Reform’s first test will come next week as it hopes to make major gains at the May 1 local and mayoral elections across England, as well as at the Runcorn parliamentary seat by-election.
Candy said he had personally led fundraising for the Runcorn by-election with £200,000 of his own money.
But since winning five seats in parliament last July, Farage’s party has yet to disclose big ticket donations even as it has tied with the governing Labour party in polling and moved ahead of the Conservatives, Britain’s traditional party of the right.
Reform raised £280,000 in the final quarter of 2024, the most recent period for which figures are available, compared with the Tories, who raised £2mn, and Labour, who secured £1mn.
Candy, who became treasurer in December, said that in the first quarter of this year the party had secured millions of pounds “and we’ve only just got going”.
“The biggest Tory donors are talking to us and they are ready to make the switch to Reform but that switch will be easier to make once they see the results on May 1,” Candy said, though he declined to name names.
Candy said he expected about 20 individuals would give £1mn each to Reform before the next general election.
The Reform treasurer said he travelled to the UAE “every other week” on business, and last week received a £100,000 donation from an expat there who has a UK-based finance business.
He added that he had a meeting with an energy sector executive last week who subsequently donated £100,000 and indicated he would give up to £1mn to the party.
Reform was targeting donors in the oil and gas sector who were “very disillusioned”, Candy said, because of the high level of taxation the UK currently applies to the industry’s profits. Reform has criticised the UK’s net zero target, which Farage has said recently will be the “next Brexit”.
The offshore funding drive sparked criticism from the Tories, who are struggling to fend off Farage and Reform after losing power last year in their worst election defeat ever.
“Farage pulls pints in Runcorn for the cameras but he’d rather be raising toasts in Monaco,” said one Tory figure. “It’s all flat caps in Merseyside and flat whites in Monte Carlo. Reform wants the common man’s vote but it’s the offshore account that gets the follow up call.”

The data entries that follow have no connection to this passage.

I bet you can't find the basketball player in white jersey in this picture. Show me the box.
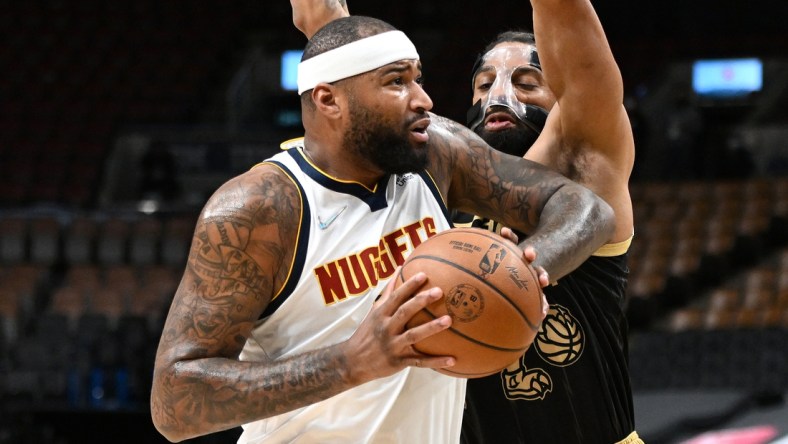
[151,16,615,443]
[291,0,641,444]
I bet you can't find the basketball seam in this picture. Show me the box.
[412,307,530,352]
[407,254,541,331]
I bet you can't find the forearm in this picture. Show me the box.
[520,184,615,282]
[151,346,356,442]
[531,0,623,106]
[290,0,350,39]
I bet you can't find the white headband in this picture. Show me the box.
[298,31,419,94]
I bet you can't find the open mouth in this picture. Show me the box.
[484,111,516,131]
[410,117,430,142]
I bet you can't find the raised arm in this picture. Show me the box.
[290,0,350,39]
[429,116,615,280]
[526,0,635,242]
[151,166,453,441]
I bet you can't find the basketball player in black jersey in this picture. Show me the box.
[291,0,641,444]
[455,0,641,444]
[291,0,641,444]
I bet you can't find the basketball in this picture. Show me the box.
[394,228,542,378]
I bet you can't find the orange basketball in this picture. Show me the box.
[394,228,542,378]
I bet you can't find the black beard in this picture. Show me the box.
[344,100,428,174]
[475,122,539,157]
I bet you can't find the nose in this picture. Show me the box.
[489,79,509,100]
[411,84,432,112]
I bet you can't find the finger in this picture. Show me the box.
[391,287,451,332]
[534,265,550,288]
[378,272,427,314]
[501,227,519,244]
[542,293,550,320]
[523,245,536,263]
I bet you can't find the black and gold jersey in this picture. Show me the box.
[454,212,636,444]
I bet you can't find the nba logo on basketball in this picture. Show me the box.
[479,244,506,279]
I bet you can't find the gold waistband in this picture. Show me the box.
[616,432,645,444]
[592,234,635,257]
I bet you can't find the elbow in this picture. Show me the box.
[150,380,194,442]
[590,196,616,245]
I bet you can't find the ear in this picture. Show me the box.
[312,83,343,118]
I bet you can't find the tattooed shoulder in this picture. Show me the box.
[187,165,301,312]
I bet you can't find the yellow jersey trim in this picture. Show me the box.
[279,136,304,150]
[252,161,304,303]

Candy said that over the past few years Britain has “had the biggest brain drain ever” because of wealthy residents leaving to the sorts of jurisdictions Reform is targeting in its fundraising drive.
He cited an FT interview with Egyptian billionaire Nassef Sawiris who blamed “years of incompetence” by the Tories for tax changes that have led him to leave the UK for Italy and Abu Dhabi.

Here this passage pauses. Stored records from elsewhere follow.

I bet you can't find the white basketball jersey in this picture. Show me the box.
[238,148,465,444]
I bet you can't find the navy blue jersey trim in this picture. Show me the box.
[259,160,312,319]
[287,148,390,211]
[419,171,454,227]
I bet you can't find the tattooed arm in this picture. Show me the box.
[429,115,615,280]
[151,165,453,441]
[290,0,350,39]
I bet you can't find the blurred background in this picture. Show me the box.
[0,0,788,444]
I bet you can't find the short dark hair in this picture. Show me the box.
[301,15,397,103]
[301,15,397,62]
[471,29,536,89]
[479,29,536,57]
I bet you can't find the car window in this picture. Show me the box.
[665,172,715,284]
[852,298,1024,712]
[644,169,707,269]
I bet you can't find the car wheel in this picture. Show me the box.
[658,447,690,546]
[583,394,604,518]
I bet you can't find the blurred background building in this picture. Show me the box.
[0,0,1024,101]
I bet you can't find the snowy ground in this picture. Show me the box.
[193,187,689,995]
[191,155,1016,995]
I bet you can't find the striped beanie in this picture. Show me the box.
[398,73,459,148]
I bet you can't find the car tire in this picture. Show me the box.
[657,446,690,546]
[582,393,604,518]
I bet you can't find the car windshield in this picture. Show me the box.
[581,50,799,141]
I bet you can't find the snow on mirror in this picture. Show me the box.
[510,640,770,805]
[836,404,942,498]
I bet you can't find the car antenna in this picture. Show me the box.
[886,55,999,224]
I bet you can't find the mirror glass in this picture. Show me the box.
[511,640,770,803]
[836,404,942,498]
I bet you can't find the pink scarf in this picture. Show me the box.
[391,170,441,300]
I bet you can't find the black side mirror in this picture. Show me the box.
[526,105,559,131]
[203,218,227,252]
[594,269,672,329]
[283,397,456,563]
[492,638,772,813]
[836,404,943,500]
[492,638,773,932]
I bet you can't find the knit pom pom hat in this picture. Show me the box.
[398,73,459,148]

The Conservatives said in government that they would abolish the UK’s favourable non-dom tax regime, a policy Labour subsequently implemented.
“Non-doms don’t want to leave, they just have better options nowadays,” Candy said, adding that “when they leave they don’t come back”. Candy said he was tax resident in the UK.

Earlier this year Reform was courting a donation from Elon Musk, the Tesla boss and adviser to US President Donald Trump.
The unsuccessful discussions with Musk, who has since soured on Farage, drew attention to the fact that the UK electoral system allows foreign persons to donate to British parties as long as the money is given by a UK registered company.
There are no limits on the amount of money that can be given this way, or by British nationals in their own name. However there are strict spending rules during the campaigning period in the run-up to elections.
Prime Minister Sir Keir Starmer’s adviser on ethical standards has called on the government to limit donations from companies to profits they had made in the UK in the last two years.
UK nationals living overseas for more than 15 years were previously not allowed to donate or vote but the Tories removed the ban in 2022 ahead of the 2024 general election.